Lasagna
Lasagna
Talk about comfort foods - this is my favorite recipe to serve to company! My kids agree! You'll make this recipe over and over. Serve crusty bread with a dipping oil containing EVOO, fresh minced garlic, Italian seasonings, and red pepper flakes, (optional plant grated parmesan) and a fruity salad with balsamic or poppy seed dressing, blueberries/grapes, and candied pecans.
Total Time
45 min
Servings
6 - 8 servings
Ingredients
- 1.5 cups raw cashews - place in a bowl and cover with boiling water, allow to set for an hour
- 2 cups mushrooms (any variety) - (8 oz package). Chop or pulse in a food processor, finely.
- 2 zucchini - peel and chop finely or pulse in a processor
- 4 cups raw baby spinach, roughly chopped (5 oz pkg), no need to remove stems
- 1/2 cup nutritional yeast (1/2 of a 5.25 oz jar)
- 2 cloves of garlic, minced
- 1 tsp each of garlic salt, garlic powder, onion powder, Italian seasoning, dried basil
- 1/2 tsp pepper
- 32 oz jar of Rao's or your favorite marinara/spaghetti sauce (I often need a bit more, so you may want 2 jars available)

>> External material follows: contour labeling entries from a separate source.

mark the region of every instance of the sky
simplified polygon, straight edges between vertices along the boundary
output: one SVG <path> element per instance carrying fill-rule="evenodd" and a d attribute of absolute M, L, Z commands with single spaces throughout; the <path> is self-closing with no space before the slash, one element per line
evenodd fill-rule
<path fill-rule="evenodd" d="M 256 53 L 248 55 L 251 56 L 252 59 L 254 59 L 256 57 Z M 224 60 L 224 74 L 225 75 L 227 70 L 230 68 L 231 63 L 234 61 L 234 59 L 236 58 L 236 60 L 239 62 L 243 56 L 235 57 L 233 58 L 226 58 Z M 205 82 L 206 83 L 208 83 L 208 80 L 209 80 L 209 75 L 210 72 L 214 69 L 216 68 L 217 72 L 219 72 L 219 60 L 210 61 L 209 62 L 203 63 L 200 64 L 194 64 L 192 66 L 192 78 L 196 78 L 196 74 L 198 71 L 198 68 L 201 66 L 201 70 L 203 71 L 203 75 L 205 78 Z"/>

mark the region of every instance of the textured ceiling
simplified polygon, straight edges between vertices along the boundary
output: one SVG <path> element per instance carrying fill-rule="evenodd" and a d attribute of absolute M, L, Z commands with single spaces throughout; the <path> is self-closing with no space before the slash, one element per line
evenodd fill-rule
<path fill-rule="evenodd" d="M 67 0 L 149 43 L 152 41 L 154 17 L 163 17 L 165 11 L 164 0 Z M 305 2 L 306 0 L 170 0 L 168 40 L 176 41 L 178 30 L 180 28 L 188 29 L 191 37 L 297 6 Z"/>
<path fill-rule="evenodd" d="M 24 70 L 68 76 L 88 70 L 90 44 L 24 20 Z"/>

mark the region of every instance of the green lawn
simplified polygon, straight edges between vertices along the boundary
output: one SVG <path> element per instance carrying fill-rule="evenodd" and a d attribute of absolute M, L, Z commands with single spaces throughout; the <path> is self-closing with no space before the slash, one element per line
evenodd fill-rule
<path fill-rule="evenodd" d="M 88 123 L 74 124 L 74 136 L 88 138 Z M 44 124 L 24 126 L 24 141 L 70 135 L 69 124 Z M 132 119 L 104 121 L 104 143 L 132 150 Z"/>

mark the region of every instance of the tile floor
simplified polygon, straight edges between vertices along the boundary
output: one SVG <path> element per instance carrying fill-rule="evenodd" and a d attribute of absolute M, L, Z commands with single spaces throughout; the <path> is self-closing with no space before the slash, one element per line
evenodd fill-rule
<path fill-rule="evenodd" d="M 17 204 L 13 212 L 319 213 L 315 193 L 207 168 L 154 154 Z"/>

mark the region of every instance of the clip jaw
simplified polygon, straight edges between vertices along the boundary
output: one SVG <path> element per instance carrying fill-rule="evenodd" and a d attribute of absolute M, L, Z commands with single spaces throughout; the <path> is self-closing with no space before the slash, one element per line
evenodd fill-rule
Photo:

- 12 lasagna noodles - whole wheat is healthiest, but I admit to prefer regular. If doubling the recipe for a larger pan, may only need 15-18 noodles.

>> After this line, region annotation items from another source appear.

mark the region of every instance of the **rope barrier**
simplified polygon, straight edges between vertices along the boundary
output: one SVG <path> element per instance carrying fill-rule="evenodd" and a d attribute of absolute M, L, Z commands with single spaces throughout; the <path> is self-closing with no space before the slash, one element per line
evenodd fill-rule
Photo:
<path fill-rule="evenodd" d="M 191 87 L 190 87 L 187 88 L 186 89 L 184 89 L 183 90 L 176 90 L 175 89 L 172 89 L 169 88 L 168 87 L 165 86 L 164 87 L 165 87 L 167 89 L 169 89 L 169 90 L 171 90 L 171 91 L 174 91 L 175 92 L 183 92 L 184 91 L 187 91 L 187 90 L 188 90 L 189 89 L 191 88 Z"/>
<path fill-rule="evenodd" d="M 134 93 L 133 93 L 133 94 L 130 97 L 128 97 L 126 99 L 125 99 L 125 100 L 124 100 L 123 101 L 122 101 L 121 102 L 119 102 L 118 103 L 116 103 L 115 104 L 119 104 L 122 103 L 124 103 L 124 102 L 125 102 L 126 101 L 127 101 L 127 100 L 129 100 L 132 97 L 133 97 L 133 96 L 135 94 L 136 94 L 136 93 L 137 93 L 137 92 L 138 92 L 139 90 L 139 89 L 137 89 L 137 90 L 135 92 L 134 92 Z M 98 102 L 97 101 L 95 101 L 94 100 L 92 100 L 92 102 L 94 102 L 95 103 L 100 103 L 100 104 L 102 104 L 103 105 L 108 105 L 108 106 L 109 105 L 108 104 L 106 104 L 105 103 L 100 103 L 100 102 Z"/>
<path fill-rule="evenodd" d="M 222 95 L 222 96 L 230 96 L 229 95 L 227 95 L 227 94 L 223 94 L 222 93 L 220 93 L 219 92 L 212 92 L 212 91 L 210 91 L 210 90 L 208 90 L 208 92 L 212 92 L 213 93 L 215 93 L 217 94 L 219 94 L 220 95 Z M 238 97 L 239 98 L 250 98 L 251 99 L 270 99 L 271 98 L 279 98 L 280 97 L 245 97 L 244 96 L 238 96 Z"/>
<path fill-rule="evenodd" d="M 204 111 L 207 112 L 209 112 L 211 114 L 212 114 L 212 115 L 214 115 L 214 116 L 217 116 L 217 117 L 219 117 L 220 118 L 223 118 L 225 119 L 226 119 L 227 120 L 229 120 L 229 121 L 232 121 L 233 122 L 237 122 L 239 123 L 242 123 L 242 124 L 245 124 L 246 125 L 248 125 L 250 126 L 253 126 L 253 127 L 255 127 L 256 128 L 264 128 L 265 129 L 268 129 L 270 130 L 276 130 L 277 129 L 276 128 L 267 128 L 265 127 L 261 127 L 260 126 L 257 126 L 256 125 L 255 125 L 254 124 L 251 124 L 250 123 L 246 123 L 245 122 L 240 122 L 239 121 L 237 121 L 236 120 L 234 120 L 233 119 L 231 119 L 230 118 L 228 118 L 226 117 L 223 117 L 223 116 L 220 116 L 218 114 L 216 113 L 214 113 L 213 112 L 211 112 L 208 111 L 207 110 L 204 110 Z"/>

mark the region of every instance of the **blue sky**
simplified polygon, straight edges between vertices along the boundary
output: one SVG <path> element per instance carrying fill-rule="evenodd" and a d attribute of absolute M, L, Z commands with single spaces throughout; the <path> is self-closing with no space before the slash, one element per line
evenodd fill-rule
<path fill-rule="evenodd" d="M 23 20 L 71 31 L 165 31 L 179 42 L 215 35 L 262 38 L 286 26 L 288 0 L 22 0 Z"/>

- plant-based parmesan shavings optional
Instructions
- Using a food processor makes quick work of this recipe. Use a metal straight-sided 8x8 or 9x9 to serve 6-8, (be sure to place a cookie sheet on the lower oven shelf to catch drips) or double for at least 9x12 pan or 10x14 lasagna pan. If you double, it's nice to have a larger 16 cup size food processor. It stays well in the freezer, either before or after baking.
- Can be made several days ahead.
- Sauté chopped zucchini and mushrooms in vegan butter (such as Earth balance-organic) on medium heat until liquid has evaporated. Stir occasionally to avoid burning the bottom of the pot. I love using my large ceramic dutch oven.
- Add spinach once veggies are done cooking. Cover. Just cook spinach until wilted, then turn off heat.
- Preheat oven to 350 degrees.
- Boil lasagna noodles. Add 1 tbsp olive oil to prevent them from sticking to each other.
- Make "ricotta": Drain cashews, put in a food processor. Add 1/4 cup water, yeast, spices, garlic, and process for 2-3 minutes until smooth and spreadable. You will likely need more water, but remember there will be some water in the veggie mix.
- Add veggies and pulse just to combine - do not blend.
- To assemble - approximately: 3/4 cup sauce on the bottom of the pan, 3 noodles (cut to fit for 8x8 pan), 1/3 of ricotta mix, 3/4 cup sauce, repeat for 3 layers. On the top layer of noodles, spread just sauce.
- Cover with foil, put a cookie sheet under for drips.
- 350 degrees for 35 minutes, then uncover and bake 10-15 minutes more or until bubbling (but edges not burning).
- Let sit for at least 10 minutes prior to serving.
- Enjoy with crusty bread and a salad. And don't be shy revealing there is no meat or cheese in this great recipe. But wait until everyone's done for the big reveal!